Richard Beresford, chief executive of the National Federation of Builders (NFB) has released a statement saying that late payment is still a problem for UK construction firms, despite widespread acknowledgement that this is unacceptable. His full statement is detailed below.

Time to take a fresh look at procurement

In 2007, the NFB was one of the first organisations to take issue with how the government’s approach to procurement and frameworks put SMEs at a distinct disadvantage.

A disproportionately onerous administrative bidding process costs thousands, even tens of thousands of pounds, win or lose. Some of our members report spending up to 30 days each year on bidding for work. Any hint of financial instability instantly rules companies out, even if that instability is down to retention payments being withheld by companies further up the supply chain and not because of poor business management.

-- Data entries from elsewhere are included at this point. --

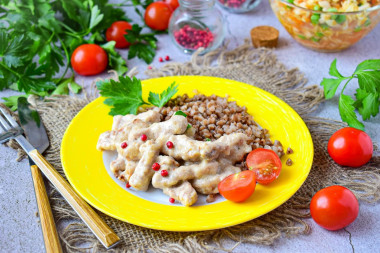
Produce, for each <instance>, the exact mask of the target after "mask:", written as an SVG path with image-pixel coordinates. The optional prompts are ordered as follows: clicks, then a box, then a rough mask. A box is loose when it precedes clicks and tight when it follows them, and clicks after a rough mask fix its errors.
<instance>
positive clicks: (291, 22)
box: [269, 0, 380, 52]
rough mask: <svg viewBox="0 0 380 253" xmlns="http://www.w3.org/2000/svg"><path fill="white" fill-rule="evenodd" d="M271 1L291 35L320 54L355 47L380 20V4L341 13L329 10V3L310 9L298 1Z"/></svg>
mask: <svg viewBox="0 0 380 253" xmlns="http://www.w3.org/2000/svg"><path fill="white" fill-rule="evenodd" d="M269 1H270V5H271V7H272V10H273V12H274V13H275V14H276V16H277V18H278V19H279V21H280V22H281V24H282V25H283V26H284V27H285V29H286V30H287V31H288V33H289V34H290V35H291V36H292V37H293V38H294V39H295V40H296V41H297V42H298V43H300V44H301V45H302V46H305V47H307V48H310V49H312V50H316V51H320V52H337V51H341V50H343V49H346V48H348V47H350V46H352V45H353V44H355V43H356V42H358V41H359V40H360V39H362V38H363V37H364V36H365V35H366V34H368V33H369V32H370V31H371V30H372V29H373V28H374V27H375V26H376V25H377V24H378V23H379V21H380V2H378V5H375V6H372V7H370V8H368V9H364V10H359V11H352V12H339V11H338V10H337V9H336V8H328V5H329V4H328V5H327V6H324V7H323V8H322V7H320V6H319V5H316V6H314V7H313V9H308V8H304V7H301V6H298V5H294V4H293V3H294V0H287V1H286V0H269ZM375 1H376V0H375ZM323 2H324V3H329V1H323ZM319 3H321V1H319ZM327 8H328V9H327ZM326 9H327V11H326ZM359 9H360V7H359Z"/></svg>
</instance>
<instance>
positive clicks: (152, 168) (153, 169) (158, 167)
mask: <svg viewBox="0 0 380 253" xmlns="http://www.w3.org/2000/svg"><path fill="white" fill-rule="evenodd" d="M160 168H161V165H160V164H158V163H153V165H152V169H153V170H154V171H158V170H159V169H160ZM161 174H162V173H161Z"/></svg>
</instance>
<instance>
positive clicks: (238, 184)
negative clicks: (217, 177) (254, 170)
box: [218, 170, 256, 202]
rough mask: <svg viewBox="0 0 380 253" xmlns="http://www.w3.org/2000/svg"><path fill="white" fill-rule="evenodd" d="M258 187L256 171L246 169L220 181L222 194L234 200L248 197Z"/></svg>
mask: <svg viewBox="0 0 380 253" xmlns="http://www.w3.org/2000/svg"><path fill="white" fill-rule="evenodd" d="M255 188H256V173H255V172H254V171H251V170H245V171H241V172H238V173H236V174H233V175H230V176H228V177H226V178H225V179H224V180H222V181H221V182H220V183H219V186H218V189H219V192H220V194H221V195H222V196H223V197H225V198H226V199H228V200H231V201H233V202H243V201H245V200H246V199H248V198H249V197H250V196H251V195H252V194H253V192H254V191H255Z"/></svg>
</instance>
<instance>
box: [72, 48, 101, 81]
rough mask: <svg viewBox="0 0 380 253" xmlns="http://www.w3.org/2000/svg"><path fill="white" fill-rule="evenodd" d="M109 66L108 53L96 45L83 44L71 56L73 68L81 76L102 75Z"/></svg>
mask: <svg viewBox="0 0 380 253" xmlns="http://www.w3.org/2000/svg"><path fill="white" fill-rule="evenodd" d="M107 65H108V56H107V53H106V51H104V49H103V48H101V47H100V46H98V45H95V44H83V45H80V46H79V47H77V48H76V49H75V50H74V52H73V54H72V55H71V66H72V67H73V69H74V70H75V72H77V73H78V74H79V75H82V76H91V75H97V74H100V73H102V72H103V71H104V70H105V69H106V68H107Z"/></svg>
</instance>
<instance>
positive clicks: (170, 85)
mask: <svg viewBox="0 0 380 253" xmlns="http://www.w3.org/2000/svg"><path fill="white" fill-rule="evenodd" d="M177 92H178V85H175V82H173V83H172V84H171V85H170V86H169V87H168V88H167V89H166V90H164V91H163V92H162V93H161V94H157V93H153V92H149V97H148V101H149V102H150V103H151V104H152V105H154V106H157V107H160V108H161V107H163V106H164V105H165V104H166V103H167V102H168V101H169V100H170V99H171V98H172V97H173V96H174V95H175V94H176V93H177Z"/></svg>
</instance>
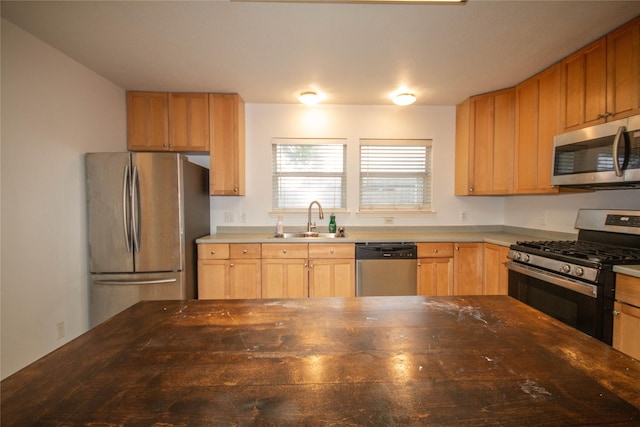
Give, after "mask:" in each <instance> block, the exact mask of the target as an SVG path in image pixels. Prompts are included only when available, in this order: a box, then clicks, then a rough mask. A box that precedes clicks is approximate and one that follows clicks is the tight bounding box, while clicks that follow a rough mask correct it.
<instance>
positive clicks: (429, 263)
mask: <svg viewBox="0 0 640 427" xmlns="http://www.w3.org/2000/svg"><path fill="white" fill-rule="evenodd" d="M417 246H418V275H417V277H418V295H443V296H444V295H453V258H454V255H453V254H454V250H453V243H418V244H417Z"/></svg>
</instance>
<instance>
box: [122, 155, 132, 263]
mask: <svg viewBox="0 0 640 427" xmlns="http://www.w3.org/2000/svg"><path fill="white" fill-rule="evenodd" d="M129 180H130V176H129V165H127V166H125V167H124V177H123V179H122V228H123V229H124V240H125V242H126V243H127V252H131V234H130V233H129V198H128V195H129V191H128V190H129V187H130V184H129Z"/></svg>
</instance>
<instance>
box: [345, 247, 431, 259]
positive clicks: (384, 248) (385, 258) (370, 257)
mask: <svg viewBox="0 0 640 427" xmlns="http://www.w3.org/2000/svg"><path fill="white" fill-rule="evenodd" d="M417 258H418V249H417V246H416V245H415V244H407V243H402V244H394V243H383V244H356V259H417Z"/></svg>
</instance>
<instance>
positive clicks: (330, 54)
mask: <svg viewBox="0 0 640 427" xmlns="http://www.w3.org/2000/svg"><path fill="white" fill-rule="evenodd" d="M638 15H640V1H637V0H635V1H593V0H591V1H579V0H573V1H555V0H548V1H513V0H503V1H487V0H468V2H467V3H466V4H464V5H447V6H445V5H417V4H405V5H391V4H326V3H325V4H313V3H245V2H229V1H227V0H221V1H194V2H191V1H169V2H161V1H106V2H101V1H70V2H61V1H44V2H36V1H7V0H3V1H2V16H3V17H4V18H6V19H7V20H9V21H11V22H13V23H14V24H16V25H18V26H19V27H21V28H23V29H24V30H26V31H28V32H29V33H31V34H33V35H35V36H36V37H38V38H40V39H42V40H43V41H45V42H46V43H48V44H50V45H52V46H53V47H55V48H57V49H59V50H60V51H62V52H64V53H65V54H67V55H68V56H70V57H72V58H74V59H75V60H77V61H78V62H80V63H82V64H84V65H85V66H87V67H88V68H90V69H92V70H94V71H95V72H97V73H98V74H100V75H102V76H104V77H105V78H107V79H108V80H110V81H112V82H114V83H115V84H117V85H118V86H120V87H122V88H124V89H127V90H153V91H199V92H238V93H240V94H241V95H242V97H243V98H244V99H245V101H246V102H249V103H292V102H296V100H295V95H296V94H297V93H298V92H300V91H302V90H306V89H310V88H311V89H318V90H321V91H323V92H325V93H326V95H327V100H326V101H325V102H326V103H330V104H364V105H376V104H389V99H388V96H389V94H390V93H391V92H393V91H394V90H396V89H397V88H399V87H400V86H403V85H404V86H407V87H408V88H410V89H412V90H413V91H415V92H416V94H417V95H418V102H417V104H419V105H454V104H457V103H458V102H460V101H461V100H463V99H464V98H466V97H467V96H470V95H473V94H478V93H483V92H487V91H491V90H495V89H500V88H504V87H509V86H512V85H515V84H517V83H518V82H520V81H522V80H524V79H526V78H527V77H530V76H531V75H533V74H535V73H536V72H538V71H540V70H542V69H544V68H546V67H547V66H549V65H551V64H553V63H555V62H557V61H558V60H560V59H562V58H563V57H565V56H567V55H568V54H570V53H572V52H574V51H575V50H577V49H579V48H580V47H582V46H584V45H586V44H588V43H589V42H591V41H593V40H595V39H597V38H598V37H599V36H601V35H603V34H605V33H607V32H609V31H610V30H612V29H614V28H616V27H617V26H619V25H621V24H623V23H625V22H627V21H629V20H631V19H632V18H633V17H635V16H638Z"/></svg>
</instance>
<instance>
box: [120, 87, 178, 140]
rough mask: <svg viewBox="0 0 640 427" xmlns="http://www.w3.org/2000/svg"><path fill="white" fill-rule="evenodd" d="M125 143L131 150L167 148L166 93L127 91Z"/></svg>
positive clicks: (166, 113)
mask: <svg viewBox="0 0 640 427" xmlns="http://www.w3.org/2000/svg"><path fill="white" fill-rule="evenodd" d="M127 145H128V147H129V150H131V151H165V150H167V149H168V148H169V96H168V94H167V93H164V92H162V93H159V92H127Z"/></svg>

We do have mechanisms in place which have levelled the playing field. However, central government and local authorities, where SMEs gain most work, do not apply them. We don’t need additional legislation; we simply need to enforce what is in place.

Construction has a standard pre-qualification form, which the NFB helped develop with the BSI and the now Department for Business, Energy and Industrial Strategy. Take up is pitiful, despite the government requiring it on public construction contracts. This form helps level the playing field by removing the time-consuming repetitive nature of the process.

The Construction Act requires public bodies to pay undisputed invoices within 30 days. NFB members consistently report that public sector clients, including central government, do not pay on time. When you factor in some main contractors imposing 120-day payment terms, £10.5 billion withheld in retention payments, and around £22 billion in annual SME turnover is paid late, it becomes clear why so many SMEs are in a precarious situation.

There is an adjudication process in place, but many companies do not use it for fear of jeopardising future work. When major contract after major contract is awarded to a small group of the usual suspects, smaller companies are caught between a rock and a hard place.

According to Construction News in August 2017, the UK’s top 10 construction contractors posted combined revenues of £31.9 billion but a £52.9 million loss. This is not sustainable.

If we are to recruit apprentices and deliver world-class building and infrastructure projects, not only should the industry pay and train better, we need the government to be a better client who pays on time, and takes a long-term view on the health of those businesses its practices affect.

The NFB and its members provide a clear voice and act on those words. Our procurement work with some local authorities has yielded results for SMEs and local economies without a reduction in quality. One of our members, Colmore Tang Construction, is offering to pay its subcontractors that have been affected by the collapse of Carillion earlier than their contract terms in order to provide certainty. This is the kind of collaborative leadership the industry needs and represents the best construction has to offer.